In The Science of Water Sustainability, TechKnow explores three solutions for water scarcity that don’t involve waiting for rain: fog-catching nets, intelligent watering and water-efficient washing machines.
The Western Cape in South Africa is not the only place facing a water crisis - a United Nations report suggests that global water consumption has increased twice as fast as population growth. By 2025, it’s estimated that two-thirds of the world’s population will live in water-stressed regions.
“Our entire system of living was based on a paradigm of plentiful water,” says Dr Daniel Fernandez, a professor of natural sciences at Cal State Monterey Bay in the United States (US).
Fernandez is introducing fog-collecting to California’s central coast, using innovative mesh designs to capture the maximum amount of water possible. These mesh designs are modelled on nature, taking their cues from the way leaves collect water on trees.
“Fog collection actually has been around for a long time,” he says. “Longer in some cases than recorded history.”
For example, in Chile’s harsh Atacama Desert, known as the driest place on earth, villagers use a simple system of nets to capture around 10 000 litres of water each day from the dense fog there.

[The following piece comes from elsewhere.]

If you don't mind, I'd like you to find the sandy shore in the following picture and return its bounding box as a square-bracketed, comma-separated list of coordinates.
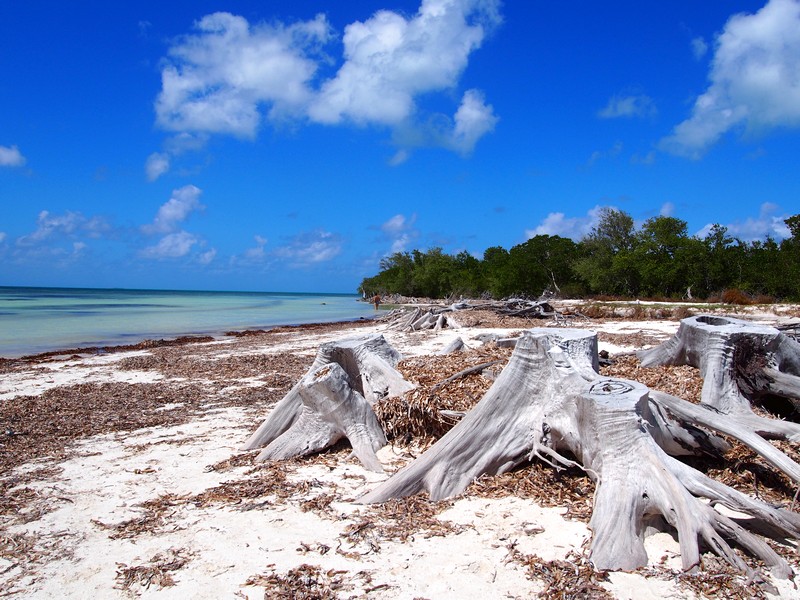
[0, 308, 798, 599]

Fogquest, a non-profit organisation involved in sustainable water projects, estimates that currently 200 fog collectors in 10 countries – including Eritrea and Morocco – are producing 40 000 litres of water a day.
TechKnow also speaks to Dr Peter Weiss-Penzias from the University of California, Santa Cruz. He is conducting research on the safety of using collected fog water for irrigation and human consumption. His initial findings look positive: while fog can contain 10 times higher methylmercury than rain, it’s still around 100 times less than the health threshold. In more pristine areas outside of cities, there is even less concern.
Most of the freshwater supply is used to feed the world, with 69 per cent going to farming, compared to 19 per cent for industry and 12 per cent for households and municipal use.
So Fernandez says it’s important that in agriculture, “There are people looking at [how] can we water intelligently? In other words, can we choose to water when the crops reach a certain level of dryness rather than just watering on some sort of a schedule?”
TechKnow visits a strawberry farm on California’s central coast, where Dr Sara Baguskas is studying fog’s impact on irrigation. “We want to have a mechanistic understanding of how these crops respond to their environment,” she says. “There’s a big gap right now between the information this research is generating and farming practices.”
Washing machines that use 80 per cent less water
TechKnow talks to Steve Jenkins, the chief technology officer of Xeros. His company’s washing machines use up to 80 per cent less water, instead relying on recyclable polymer beads. “These beads act like tiny sponges in a sense,” says Jenkins. “Pounding and soaking up and carrying away dirt and stains from fabrics.”